Learn about tables, fields (or attributes), records, keys and table relationships.

What is database structure?

A database structure is the blueprint that defines how data is arranged ,organized, stored, accessed, and managed within a database. It’s the underlying framework that ensures efficient data handling, minimizes redundancy, and promotes data integrity. Within a database, data are grouped into tables, each of which consists of rows and columns, like in a spreadsheet.

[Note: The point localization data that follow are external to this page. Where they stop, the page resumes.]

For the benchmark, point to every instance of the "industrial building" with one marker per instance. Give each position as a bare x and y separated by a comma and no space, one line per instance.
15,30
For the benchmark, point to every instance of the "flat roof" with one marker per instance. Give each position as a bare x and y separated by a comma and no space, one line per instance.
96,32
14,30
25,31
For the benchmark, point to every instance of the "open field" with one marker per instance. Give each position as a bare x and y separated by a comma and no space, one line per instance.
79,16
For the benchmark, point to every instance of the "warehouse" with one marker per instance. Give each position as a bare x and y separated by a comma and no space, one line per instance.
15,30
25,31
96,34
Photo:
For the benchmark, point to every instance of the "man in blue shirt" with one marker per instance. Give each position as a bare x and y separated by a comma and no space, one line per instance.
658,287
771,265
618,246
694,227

The structure of a database consists of a set of key components:

• Tables: The core building blocks, each representing a distinct entity or category of data (e.g., customers, products, orders). A table contains all the fields, attributes and records for a type of entity. A database will most probably contain more than one table.
• Columns: Attributes or characteristics within a table, holding specific data types like text, numbers, dates, or even images (e.g., customer_id, product_name, order_date). Column headings are known as fields. Each field contains a different attribute. For every table, a unit of data is entered into each field. It’s also known as a column value. Each column has a data type. For example, the “agent_name” column has a data type of text, and the “commission” column has a numeric data type.
• Data Types: Data classifications indicating the format and values allowed in a column (e.g., int, varchar, date, blob).
• Constraints: Rules that govern data integrity and consistency, commonly including:
  • Primary Key: A unique identifier for each table row, ensuring no duplicates (e.g., customer_id).
  • Foreign Key: A column referencing a primary key in another table, establishing relationships (e.g., order_id referencing customer_id in the Orders table).
  • NOT NULL: Enforces a value in a column (e.g., customer_name cannot be null).
  • UNIQUE: Prevents duplicate values (except for primary keys) within a column.
• Relationships: Connections between tables, often modeled using foreign keys. They define how entities are linked (e.g., an Order belongs to a specific Customer).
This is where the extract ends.